Beistand bekräftigt "Durch seine aggressive Politik stellt Russland wieder eine Bedrohung für Europa, für die Allianz dar", warnte Bundeskanzler Olaf Scholz (SPD) am Ende des Nato-Gipfeltreffens in Madrid. Der amerikanische Präsident Joe Biden bekannte sich in Madrid erneut zur Beistandsverpflichtung nach Artikel 5 des Nato-Vertrags, nachdem vor dem Treffen verschiedentlich Zweifel an der Ernsthaftigkeit dieser Zusage aufgekommen waren.

Die Beistandsklausel sei "heilig", sagte Biden bei einem Auftritt mit Nato-Generalsekretär Jens Stoltenberg. Er versprach, die Nato werde "jeden Zentimeter" des Bündnisgebiets gegen Angriffe verteidigen. "Wir meinen es auch so, wenn wir sagen, ein Angriff auf einen ist ein Angriff auf alle", betonte Biden.

Der US-Präsident kündigte außerdem ein fünftes Hauptquartier der europäischen US-Streitkräfte in Polen an. Die Zahl der US-Zerstörer in Spanien soll von vier auf sechs erhöht werden, zwei zusätzliche US-Geschwader mit F-35-Kampfjets werden in Großbritannien stationiert.

In den Jahren zuvor hatte Bidens Amtsvorgänger Donald Trump die Nato noch in eine schwere Krise gestürzt, indem er mehrfach Zweifel daran weckte, ob die USA im Ernstfall ihrer Verpflichtung zum militärischen Beistand auch nachkommen würden. Zum Entsetzen der Alliierten drohte er sogar mit einem Nato-Austritt der USA.

Frühe Warnungen Nato-Mitglieder wie Polen und die drei baltischen Staaten Litauen, Lettland und Estland hatten seit Putins Machtantritt vor mehr als 20 Jahren vor Russland gewarnt und dazu geraten, hart mit dem Kreml zu verhandeln, statt einen weichen "Kuschel-Dialog" zu suchen. Die Warnungen insbesondere Polens wurden im Westen jedoch jahrelang nicht ernst genommen.

Der russische Einmarsch in die Ukraine hat den Polen im Nachhinein recht gegeben. Auf dem Nato-Gipfel von Madrid wurde dieser schmerzhaften Einsicht nun Rechnung getragen: Russland unter Putin ist nunmehr kein Partner mehr, sondern ein Gegner. Nato-Generalsekretär Stoltenberg bezeichnete diese neue Feststellung und alle weiteren Beschlüsse von Madrid am Ende des Gipfels als "historisch".
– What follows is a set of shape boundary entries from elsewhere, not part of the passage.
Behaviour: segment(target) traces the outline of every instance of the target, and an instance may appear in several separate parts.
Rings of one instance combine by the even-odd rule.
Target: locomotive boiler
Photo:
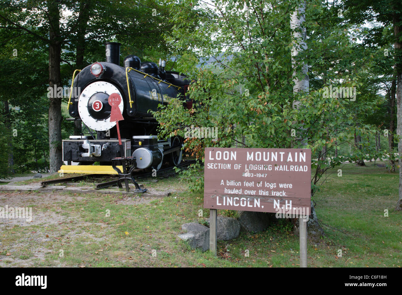
[[[189,102],[186,91],[190,81],[185,75],[166,71],[165,62],[160,59],[157,65],[129,55],[124,59],[124,66],[120,66],[120,45],[106,43],[106,62],[96,62],[74,71],[68,105],[70,120],[81,121],[88,133],[63,140],[63,161],[66,165],[60,172],[109,171],[115,174],[107,167],[111,167],[112,159],[118,157],[135,157],[137,168],[156,170],[166,161],[174,165],[181,161],[182,139],[158,138],[159,122],[149,110],[156,111],[159,104],[166,105],[177,97],[185,106]],[[124,118],[119,125],[124,146],[121,150],[116,122],[110,120],[108,99],[112,94],[121,98],[118,106]],[[88,166],[95,162],[100,165]]]

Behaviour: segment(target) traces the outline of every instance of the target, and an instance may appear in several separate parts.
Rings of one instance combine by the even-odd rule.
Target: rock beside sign
[[[263,212],[240,211],[238,218],[242,228],[248,232],[260,232],[269,225],[269,214]]]
[[[186,242],[193,249],[199,248],[203,251],[209,249],[209,228],[196,222],[185,223],[181,226],[187,233],[177,236]]]
[[[209,226],[209,218],[206,220]],[[240,233],[240,223],[232,217],[218,216],[217,220],[217,239],[221,241],[230,241],[235,239]]]

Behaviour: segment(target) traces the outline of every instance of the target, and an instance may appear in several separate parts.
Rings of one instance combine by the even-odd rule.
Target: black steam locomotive
[[[74,74],[79,72],[73,75],[68,110],[72,120],[82,121],[89,135],[82,133],[63,140],[63,161],[67,165],[60,171],[96,173],[101,167],[82,165],[96,162],[110,165],[113,158],[130,156],[135,157],[140,169],[158,170],[166,160],[178,165],[182,159],[182,139],[175,136],[160,140],[159,123],[148,111],[156,111],[159,104],[166,105],[178,97],[184,106],[188,104],[186,91],[190,81],[184,75],[166,71],[165,63],[160,60],[158,66],[129,55],[124,59],[124,67],[121,67],[120,44],[105,45],[106,62],[76,70]],[[119,126],[124,155],[121,155],[116,123],[110,120],[111,107],[108,100],[112,93],[122,99],[119,108],[124,120],[119,122]]]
Der nächste Nato-Gipfel 2023 findet direkt an der Ostflanke des Bündnisses statt, nämlich in der litauischen Hauptstadt Vilnius. Der größte und westlichste der drei Baltenstaaten hat eine gemeinsame Grenze mit der russischen Exklave Kaliningrad (Königsberg) und dem seit den Demokratieprotesten vom Sommer 2020 gezwungenermaßen mit dem Kreml eng verbündeten Belarus.